Let $\mathcal R$ be a relation on $S$.

The following definitions of the concept of Strict Ordering are equivalent:

### Definition 1

Let $\mathcal R$ be a relation on a set $S$.

Then $\mathcal R$ is a strict ordering (on $S$) if and only if the following two conditions hold:

 $(1)$ $:$ Asymmetry $\displaystyle \forall a, b \in S:$ $\displaystyle a \mathrel {\mathcal R} b$ $\displaystyle \implies$ $\displaystyle \neg \paren {b \mathrel {\mathcal R} a}$ $(2)$ $:$ Transitivity $\displaystyle \forall a, b, c \in S:$ $\displaystyle \paren {a \mathrel {\mathcal R} b} \land \paren {b \mathrel {\mathcal R} c}$ $\displaystyle \implies$ $\displaystyle a \mathrel {\mathcal R} c$

### Definition 2

Let $\mathcal R$ be a relation on a set $S$.

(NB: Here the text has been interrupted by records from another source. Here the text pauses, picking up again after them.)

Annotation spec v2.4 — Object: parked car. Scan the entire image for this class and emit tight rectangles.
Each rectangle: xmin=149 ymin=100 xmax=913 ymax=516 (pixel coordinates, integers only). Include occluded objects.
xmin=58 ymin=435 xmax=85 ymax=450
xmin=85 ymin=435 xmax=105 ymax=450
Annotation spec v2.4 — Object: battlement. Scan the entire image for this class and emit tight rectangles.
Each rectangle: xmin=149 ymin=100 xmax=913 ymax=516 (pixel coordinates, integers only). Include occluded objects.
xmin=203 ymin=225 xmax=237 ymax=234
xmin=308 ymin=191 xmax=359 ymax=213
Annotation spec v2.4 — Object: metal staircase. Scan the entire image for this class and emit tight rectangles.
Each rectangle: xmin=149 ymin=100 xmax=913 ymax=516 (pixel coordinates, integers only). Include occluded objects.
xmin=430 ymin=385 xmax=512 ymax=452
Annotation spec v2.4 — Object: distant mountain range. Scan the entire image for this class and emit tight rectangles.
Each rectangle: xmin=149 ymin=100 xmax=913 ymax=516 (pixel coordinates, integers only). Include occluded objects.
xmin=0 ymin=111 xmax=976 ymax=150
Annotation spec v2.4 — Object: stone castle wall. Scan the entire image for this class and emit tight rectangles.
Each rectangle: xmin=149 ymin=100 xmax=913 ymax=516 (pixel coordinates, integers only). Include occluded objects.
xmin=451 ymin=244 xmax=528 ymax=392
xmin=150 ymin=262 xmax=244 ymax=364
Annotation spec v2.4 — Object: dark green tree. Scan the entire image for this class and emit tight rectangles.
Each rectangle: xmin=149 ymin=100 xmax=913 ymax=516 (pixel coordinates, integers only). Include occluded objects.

Then $\mathcal R$ is a strict ordering (on $S$) if and only if the following two conditions hold:

 $(1)$ $:$ Antireflexivity $\displaystyle \forall a \in S:$ $\displaystyle \neg \paren {a \mathrel {\mathcal R} a}$ $(2)$ $:$ Transitivity $\displaystyle \forall a, b, c \in S:$ $\displaystyle \paren {a \mathrel {\mathcal R} b} \land \paren {b \mathrel {\mathcal R} c} \implies a \mathrel {\mathcal R} c$

## Proof

Let $\mathcal R$ be transitive.

Then by Transitive Relation is Antireflexive iff Asymmetric it follows directly that:

$(1): \quad$ If $\mathcal R$ is antireflexive then it is asymmetric
$(2): \quad$ If $\mathcal R$ is asymmetric then it is antireflexive.

$\blacksquare$